What could be happening is that your graph has too large a degree (too many average properties/edges per vertex) for the SINGLE item data model. SINGLE item data model is meant for graphs with low degree. See the tests testEdgesExceedCacheSize and testVertexCentricQuery in SingleDynamoDBGraphTest.java for examples of this limitation in play.

miteshvp commented 7 years ago

If it helps, I have two nodes as below and one outgoing edge between them.

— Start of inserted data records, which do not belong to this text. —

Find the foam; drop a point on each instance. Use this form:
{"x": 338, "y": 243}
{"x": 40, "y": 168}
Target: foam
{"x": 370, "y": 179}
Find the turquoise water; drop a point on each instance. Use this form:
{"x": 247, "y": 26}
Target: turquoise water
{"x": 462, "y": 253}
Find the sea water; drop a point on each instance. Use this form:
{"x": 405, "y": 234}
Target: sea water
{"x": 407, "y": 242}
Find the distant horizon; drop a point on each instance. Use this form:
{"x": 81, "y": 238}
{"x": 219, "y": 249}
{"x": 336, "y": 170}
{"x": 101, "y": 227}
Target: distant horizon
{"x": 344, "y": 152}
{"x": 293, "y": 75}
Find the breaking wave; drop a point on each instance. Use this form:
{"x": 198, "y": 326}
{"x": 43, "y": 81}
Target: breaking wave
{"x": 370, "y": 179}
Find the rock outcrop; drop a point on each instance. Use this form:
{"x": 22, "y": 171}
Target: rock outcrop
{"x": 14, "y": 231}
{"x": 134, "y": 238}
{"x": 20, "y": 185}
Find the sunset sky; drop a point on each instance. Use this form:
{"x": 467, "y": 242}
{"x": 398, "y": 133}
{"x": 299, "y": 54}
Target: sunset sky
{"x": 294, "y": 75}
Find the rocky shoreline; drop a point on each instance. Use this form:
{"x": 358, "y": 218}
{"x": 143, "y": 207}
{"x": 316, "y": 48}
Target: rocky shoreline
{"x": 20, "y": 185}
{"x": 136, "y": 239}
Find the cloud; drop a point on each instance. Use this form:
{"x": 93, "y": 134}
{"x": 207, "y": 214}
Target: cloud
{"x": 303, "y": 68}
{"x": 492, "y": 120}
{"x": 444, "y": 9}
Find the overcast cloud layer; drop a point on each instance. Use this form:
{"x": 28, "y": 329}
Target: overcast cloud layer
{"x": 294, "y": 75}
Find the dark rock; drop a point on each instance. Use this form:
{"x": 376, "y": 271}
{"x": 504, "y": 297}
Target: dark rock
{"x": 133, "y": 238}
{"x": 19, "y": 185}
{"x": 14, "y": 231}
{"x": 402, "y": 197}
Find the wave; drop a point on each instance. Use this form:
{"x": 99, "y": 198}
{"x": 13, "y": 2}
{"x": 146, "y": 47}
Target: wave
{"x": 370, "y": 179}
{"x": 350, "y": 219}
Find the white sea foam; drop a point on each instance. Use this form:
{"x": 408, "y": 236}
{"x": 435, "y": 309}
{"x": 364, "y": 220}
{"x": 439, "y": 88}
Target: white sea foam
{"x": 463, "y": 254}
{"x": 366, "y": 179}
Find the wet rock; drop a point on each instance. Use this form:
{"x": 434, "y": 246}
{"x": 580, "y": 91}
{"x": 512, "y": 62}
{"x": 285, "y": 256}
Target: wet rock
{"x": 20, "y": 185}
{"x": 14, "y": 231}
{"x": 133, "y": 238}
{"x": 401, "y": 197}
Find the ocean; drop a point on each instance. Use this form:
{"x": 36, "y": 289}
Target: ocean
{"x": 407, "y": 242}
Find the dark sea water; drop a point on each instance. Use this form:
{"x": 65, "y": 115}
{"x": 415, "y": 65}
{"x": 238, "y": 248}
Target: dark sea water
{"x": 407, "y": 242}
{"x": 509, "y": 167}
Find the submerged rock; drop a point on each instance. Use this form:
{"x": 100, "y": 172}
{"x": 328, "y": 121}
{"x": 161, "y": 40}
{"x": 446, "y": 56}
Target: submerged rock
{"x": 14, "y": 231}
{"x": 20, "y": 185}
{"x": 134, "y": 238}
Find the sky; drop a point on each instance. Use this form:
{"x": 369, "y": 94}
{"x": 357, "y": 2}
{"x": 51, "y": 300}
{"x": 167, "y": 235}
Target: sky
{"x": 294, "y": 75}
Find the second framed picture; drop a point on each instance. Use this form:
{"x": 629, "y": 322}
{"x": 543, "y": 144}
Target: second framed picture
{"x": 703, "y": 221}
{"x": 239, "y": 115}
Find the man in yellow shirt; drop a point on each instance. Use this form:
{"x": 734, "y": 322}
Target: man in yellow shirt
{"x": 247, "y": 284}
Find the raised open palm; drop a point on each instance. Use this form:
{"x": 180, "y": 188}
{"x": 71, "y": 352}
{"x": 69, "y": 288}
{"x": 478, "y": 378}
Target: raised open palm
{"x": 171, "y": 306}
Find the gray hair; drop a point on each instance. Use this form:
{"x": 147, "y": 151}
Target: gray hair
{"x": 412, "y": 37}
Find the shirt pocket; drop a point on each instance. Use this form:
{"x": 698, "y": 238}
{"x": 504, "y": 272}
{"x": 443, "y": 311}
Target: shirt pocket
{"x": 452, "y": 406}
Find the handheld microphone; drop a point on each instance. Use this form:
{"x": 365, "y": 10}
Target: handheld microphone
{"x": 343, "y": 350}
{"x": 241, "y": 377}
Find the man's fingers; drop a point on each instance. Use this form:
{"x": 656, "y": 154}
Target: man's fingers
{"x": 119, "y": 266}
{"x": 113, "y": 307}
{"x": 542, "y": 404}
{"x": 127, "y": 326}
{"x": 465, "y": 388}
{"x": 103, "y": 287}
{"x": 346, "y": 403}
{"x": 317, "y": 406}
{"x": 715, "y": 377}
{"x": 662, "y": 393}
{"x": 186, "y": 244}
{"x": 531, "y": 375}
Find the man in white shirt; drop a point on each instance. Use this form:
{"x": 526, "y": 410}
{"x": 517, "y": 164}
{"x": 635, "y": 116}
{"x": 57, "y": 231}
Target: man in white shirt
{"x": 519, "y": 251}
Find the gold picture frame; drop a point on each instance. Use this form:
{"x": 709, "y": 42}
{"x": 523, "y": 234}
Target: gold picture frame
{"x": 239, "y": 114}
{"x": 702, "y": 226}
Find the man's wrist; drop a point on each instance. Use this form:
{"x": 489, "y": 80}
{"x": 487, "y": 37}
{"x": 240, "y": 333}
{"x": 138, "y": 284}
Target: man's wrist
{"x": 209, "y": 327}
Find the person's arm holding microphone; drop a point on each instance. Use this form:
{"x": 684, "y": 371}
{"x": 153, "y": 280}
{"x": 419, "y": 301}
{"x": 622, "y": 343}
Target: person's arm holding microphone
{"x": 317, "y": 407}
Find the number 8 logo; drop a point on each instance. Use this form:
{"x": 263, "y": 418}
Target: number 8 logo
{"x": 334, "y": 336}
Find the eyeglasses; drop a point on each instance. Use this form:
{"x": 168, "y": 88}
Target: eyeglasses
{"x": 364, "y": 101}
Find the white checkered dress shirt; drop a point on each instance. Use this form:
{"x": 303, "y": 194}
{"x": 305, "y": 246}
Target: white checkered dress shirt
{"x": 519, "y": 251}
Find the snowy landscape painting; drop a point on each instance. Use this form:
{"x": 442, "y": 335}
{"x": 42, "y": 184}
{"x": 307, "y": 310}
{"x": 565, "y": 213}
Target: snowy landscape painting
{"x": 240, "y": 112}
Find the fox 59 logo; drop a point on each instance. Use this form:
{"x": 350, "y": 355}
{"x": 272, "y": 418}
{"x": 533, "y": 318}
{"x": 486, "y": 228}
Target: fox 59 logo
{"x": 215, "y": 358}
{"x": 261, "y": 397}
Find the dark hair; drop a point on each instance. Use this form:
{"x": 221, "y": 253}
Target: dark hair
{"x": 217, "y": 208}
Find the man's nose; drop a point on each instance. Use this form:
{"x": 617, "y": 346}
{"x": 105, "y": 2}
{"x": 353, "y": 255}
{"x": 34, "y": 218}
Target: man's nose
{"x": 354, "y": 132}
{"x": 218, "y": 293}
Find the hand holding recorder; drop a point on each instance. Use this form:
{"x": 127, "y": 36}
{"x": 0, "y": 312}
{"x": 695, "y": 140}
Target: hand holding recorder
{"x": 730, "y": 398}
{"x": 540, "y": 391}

So I highly doubt I have a large degree per vertex.

Item Node
{
    "requestId": "c01a736a-7605-4656-b27e-f7839ae60927",
    "status": {
        "message": "",
        "code": 200,
        "attributes": {}
    },
    "result": {
        "data": [{
            "ilast_year_closed": [18],
            "plast_year_closed": [14],
            "ilast_month_opened": [17],
            "last_updated": ["never"],
            "ecosystem": ["test"],
            "plast_month_closed": [15],
            "vertex_label": ["Item"],
            "plast_year_opened": [12],
            "ilast_year_opened": [16],
            "ilast_month_closed": [19],
            "latest": ["x.x.y"],
            "name": ["cdcb0378-a7de-4b2e-a079-fe48929164fb2351"],
            "stars": [21],
            "relative_used": ["not used"],
            "spn": [20],
            "deps_count": [-1],
            "plast_month_opened": [13]
        }],
        "meta": {}
    }
}

Desc Node
{
    "requestId": "aabab6c9-391e-4a62-9043-01d7d69c544f",
    "status": {
        "message": "",
        "code": 200,
        "attributes": {}
    },
    "result": {
        "data": [{
            "last_updated": ["never"],
            "shipped": [false],
            "pname": ["e23f7f9c-4940-4ffe-8e2b-fa5370a0041c362"],
            "vertex_label": ["Desc"],
            "description": ["No Description"],
            "cveds": ["2014-15:10"],
            "version": ["x.x.x"],
            "deps_count": [-1],
            "licenses": ["NOLIC"],
            "complexity": [1],
            "pecosystem": ["test"],
            "locs": [100],
            "file": [1024]
        }],
        "meta": {}
    }
}